Differentiation of C. trachomatis servoars by the use of RFLP pattern analysis of amplified MOMP DNA has been used widely [9, 10, 21, 22]. Such differentiation helps understanding the pathogenesis and epidemiology of the disease. This method has an advantage, as it alone can be used for direct typing of most of the serotypes of C. trachomatis [15, 21]. In a study by Sayada et al. [15], 78% of the clinical isolates could be typed directly by using Alu 1 enzyme alone. In this study we compared the banding pattern of Alu1 digested MOMP gene from the clinical samples with the published pattern in the literature [15] and the analysis showed the presence of C. trachoamtis E serovar in the endocervicalspecimens.Poole and Lamont[23] had concluded from a study that serovars E, D, and F were the most commonly found serovars in patients with urogenital infections. We could detect only one genotype, serovar E of C. trachomatis in the 22 specimens positive in PCR assay for MOMP gene. Although detection of only one serovar is uncommon, the small number of specimens processed only from cervicitis might have been the reason. Nonetheless, it reveals the most prevalent serovar causing cervicitis.

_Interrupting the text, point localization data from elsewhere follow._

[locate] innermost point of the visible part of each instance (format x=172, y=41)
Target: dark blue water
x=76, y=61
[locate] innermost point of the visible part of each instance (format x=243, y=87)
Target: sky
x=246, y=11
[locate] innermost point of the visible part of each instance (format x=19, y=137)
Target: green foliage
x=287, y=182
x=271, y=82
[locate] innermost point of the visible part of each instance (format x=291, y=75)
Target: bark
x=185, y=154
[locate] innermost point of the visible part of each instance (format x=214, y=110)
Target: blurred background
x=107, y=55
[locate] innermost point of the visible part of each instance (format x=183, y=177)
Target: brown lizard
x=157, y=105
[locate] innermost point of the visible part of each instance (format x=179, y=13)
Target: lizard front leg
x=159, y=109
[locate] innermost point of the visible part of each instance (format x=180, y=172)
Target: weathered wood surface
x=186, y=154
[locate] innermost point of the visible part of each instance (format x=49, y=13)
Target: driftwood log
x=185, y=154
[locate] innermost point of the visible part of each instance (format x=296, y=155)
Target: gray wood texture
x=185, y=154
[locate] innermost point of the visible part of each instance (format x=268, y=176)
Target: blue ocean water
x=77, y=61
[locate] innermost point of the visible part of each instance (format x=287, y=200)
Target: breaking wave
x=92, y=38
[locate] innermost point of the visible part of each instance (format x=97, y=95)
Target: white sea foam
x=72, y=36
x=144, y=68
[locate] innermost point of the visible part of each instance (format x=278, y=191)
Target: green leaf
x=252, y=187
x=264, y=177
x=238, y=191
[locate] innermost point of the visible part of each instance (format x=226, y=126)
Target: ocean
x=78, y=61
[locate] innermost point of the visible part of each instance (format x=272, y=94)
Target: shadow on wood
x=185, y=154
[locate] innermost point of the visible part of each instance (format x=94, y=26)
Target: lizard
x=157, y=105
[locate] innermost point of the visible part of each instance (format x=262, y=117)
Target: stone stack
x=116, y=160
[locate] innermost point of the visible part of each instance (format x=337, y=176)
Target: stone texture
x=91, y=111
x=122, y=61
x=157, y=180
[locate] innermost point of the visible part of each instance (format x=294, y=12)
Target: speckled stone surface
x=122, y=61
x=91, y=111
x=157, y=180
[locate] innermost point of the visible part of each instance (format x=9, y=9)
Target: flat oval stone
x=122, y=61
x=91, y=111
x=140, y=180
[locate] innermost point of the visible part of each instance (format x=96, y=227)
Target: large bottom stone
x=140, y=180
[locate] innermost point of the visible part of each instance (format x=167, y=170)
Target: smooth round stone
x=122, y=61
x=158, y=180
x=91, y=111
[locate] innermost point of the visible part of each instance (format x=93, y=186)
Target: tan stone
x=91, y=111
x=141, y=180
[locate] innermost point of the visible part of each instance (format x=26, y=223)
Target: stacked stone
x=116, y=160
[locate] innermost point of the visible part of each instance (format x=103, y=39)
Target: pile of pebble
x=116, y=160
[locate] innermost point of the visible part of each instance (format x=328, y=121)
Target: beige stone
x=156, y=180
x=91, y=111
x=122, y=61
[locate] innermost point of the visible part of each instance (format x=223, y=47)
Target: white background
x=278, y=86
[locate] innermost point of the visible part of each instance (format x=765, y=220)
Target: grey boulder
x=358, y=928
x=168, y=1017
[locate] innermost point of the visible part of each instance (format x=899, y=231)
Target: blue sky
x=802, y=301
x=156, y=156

Although PCR-RFLP is of importance in the epidemiological studies and very little amplified DNA is required, it does not reveal the full extent of sequence variation in some strains [15, 23]. However, the RFLP analysis using the enzyme Alu 1 is still preferred by many and it can differentiate between most of the serovars of C. trachomatis and thus this could be a starting point for further differentiation of the isolates by sequencing techniques [24]. Nevertheless, RFLP performed directly with cervical specimens in the present study, showed that, under optimized reaction conditions, amplification of an approximately 1 kb omp1 fragment followed by digestion with Alu1 enzyme could determine the most prevalent serovar of C. trachomatis. This is in agreement with the observations by others [21]. For comparison purposes, we had included a few specimens from C. trachomatis eye infections for genotyping, these belonged to serovar A which corroborated with our previous serotyping result [25]. This further strengthens the authenticity of the results of the present study. Although we could detect only C. trachomatis serovar E, from India, others have reported presence of servaors D, E, G I, and F, representing 92% of their isolates [8]. In another study from a different part of world, C. trachomatis serovars D, E, and F were found to be the most common types by RFLP pattern analysis in 35 specimens from urogenital infections [26].

5. Conclusion

Overall Chlamydia antigen detection rate varied from 12.2% to 27% in different female genital infection patients (2466) attending hospital over a period of 16 years in New Delhi, India. Even though the exact reason was not clear, there was significant decline and an apparent decline in Chlamydia antigen positivity between years 1994–2000 and 2000–10, respectively. In the 333 specimens processed for both antigen detection and PCR assay, equal number of positives (13.2%) was detected with concordant results. PCR-based RFLP pattern analysis concluded the prevalent serovar as C. trachomatis serovar E in cervicitis patients.

Conflict of Interests

There is no conflict of interests with any one regarding this study.

Acknowledgments

This study was partly supported by ad hoc research grants from Indian Council of Medical Research and partly supported by internal funding from Dr R. P. Centre for Ophthalmic Sciences, AIIMS, New Delhi.